Islande, 895 après J.-C. Revenu dans son royaume après des années à guerroyer, le roi Aurvandil (Ethan Hawke) fait promettre à son jeune fils, Amleth (Alexander Skarsgård), de le venger s’il venait à être tué. Son propre frère, Fjölnir (Claes Bang), lui tend une embuscade et Aurvandil est décapité sous les yeux de son garçon. L’oncle massacre le village, emmène Gudrún (Nicole Kidman), la veuve du roi, et Amleth parvient à fuir avant d’être adopté par des Vikings.
Deux décennies plus tard, Amleth est devenu un homme musculeux, un 'beserker', soit un guerrier-fauve capable d’entrer dans une fureur mystique, qui pille et ravage avec ses frères des villages slaves.
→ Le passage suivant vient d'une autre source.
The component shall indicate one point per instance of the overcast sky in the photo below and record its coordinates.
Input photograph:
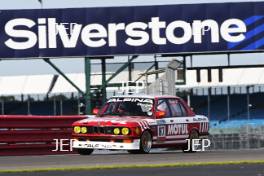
(22, 67)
Sur sa route, une devineresse (Björk) lui rappelle la promesse qu’il s’était répétée en boucle: venger son père, sauver sa mère et tuer son oncle. Se faisant passer pour un esclave, Amleth intègre l’exploitation agricole de son oncle, qui vit comme un fermier après avoir perdu son trône, et prépare sa vengeance avec l’aide d’Olga (Anya Taylor-Joy), une sorcière slave, esclave comme lui.
Aux origines de Shakespeare
Si l’on reconnaîtra sans peine derrière ce récit les grands axes de la tragédie d’Hamlet, auquel il faut ajouter la présence du crâne du fou Heimir (Willem Dafoe), qui renvoie au bouffon Yorick, "The Northman" s’inspire pourtant davantage de la légende d’Amleth, telle que rédigée par l’historien danois Saxo Grammaticus, légende qui a elle-même été ensuite remaniée par Shakespeare.
Une précision tout sauf anodine qui souligne la volonté précieuse de Robert Eggers de plonger sa caméra dans le cœur, les tripes et l’âme même de la mythologie viking, de ses croyances, de ses rituels comme de sa barbarie. En résulte une épopée vengeresse dont la dimension épique ne rentre jamais en collision avec la tragédie.
Une œuvre aux enjeux basiques, traversée de fulgurances sanglantes, d’une puissance cinématographique inouïe, où la transmission masculine de la violence et de la destruction contraste avec l’avènement d’un pouvoir dominé par l’amour et le féminin. Une grande claque qui retrouve le réalisme mythologique d’un "Conan le barbare", autre référence majeure de "The Northman".
Une mise en scène époustouflante
Cinéaste exceptionnel révélé avec un génial film de sorcière féministe, "The Witch" (2015), puis confirmé avec "The Lighthouse" (2019), avec Willem Dafoe et Robert Pattinson en gardiens de phare, Robert Eggers a su préserver les qualités de son cinéma minimaliste pour embrasser une œuvre plus ample et spectaculaire.
Sa mise en scène reste d’une maîtrise permanente, sa caméra ignore toute précipitation pour suivre au plus près le mouvement de ses personnages dans leur environnement, et le film, visuellement époustouflant, épouse avec une même esthétique, à la fois réaliste et baroque, les visions fantastiques (le Valhalla, paradis de la mythologie nordique) comme les scènes intimistes.
Il faut revenir à des œuvres comme "Le guerrier silencieux" de Nicolas Winding Refn, "Le 13e guerrier" de John McTiernan, voire "Beowulf", le film d’animation de Robert Zemeckis, pour retrouver cette foi absolue dans la capacité du cinéma à incarner, à rendre tangible et palpitant, le souffle des mythes et des légendes.
Rafael Wolf/olhor
"The Northman" (2h14) de Robert Eggers, à voir actuellement dans les salles romandes.